L’immagine centrale è potente: il fuoco purificatore che distrugge ciò che ostacola la vita e la luce, non per sadismo, ma per ristabilire equilibrio e armonia. In questo contesto, la “terra promessa” non è solo un luogo geografico, ma un simbolo della realtà materiale che risponde alle vibrazioni dei pensieri e delle azioni umane.
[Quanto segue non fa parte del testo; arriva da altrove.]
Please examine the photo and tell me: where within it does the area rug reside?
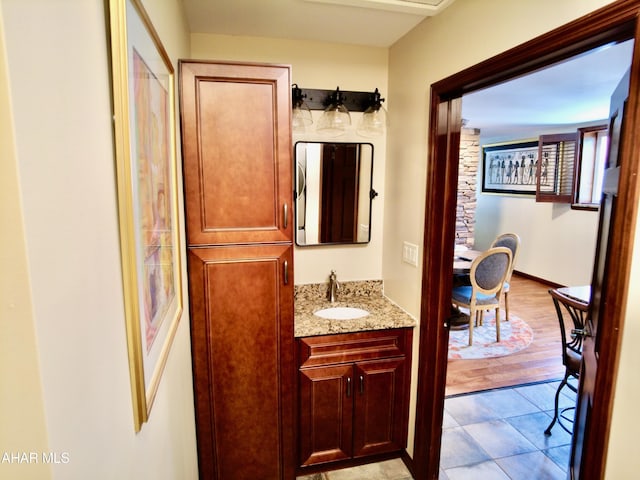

Il messaggio sottolinea che la violenza, l’odio e la rabbia non rimangono confinati nei cuori, ma si riverberano nella materia stessa, influenzando il mondo fisico.
È un ammonimento potente: la Terra, la nostra Madre, ama le sue creature e le protegge, anche quando queste si rivolgono contro di lei con impulsi negativi. La sofferenza globale e i cataclismi non sono solo eventi casuali, ma sono parte di un processo di purificazione e trasformazione, un invito alla risalita della coscienza collettiva verso vibrazioni di luce più elevate.
La chiusura del messaggio è la più semplice e potente di tutte:
“L’amore è l’unica salvezza per l’uomo.”
Non c’è ambiguità. Tutti i cataclismi, tutti i giudizi karmici, tutte le purificazioni cosmiche convergono verso un’unica via: l’apertura del cuore, la capacità di amare e di agire secondo principi di verità, giustizia e armonia. Qui, la luce non è un concetto etereo: è la scelta concreta, personale e collettiva, che può trasformare la realtà stessa.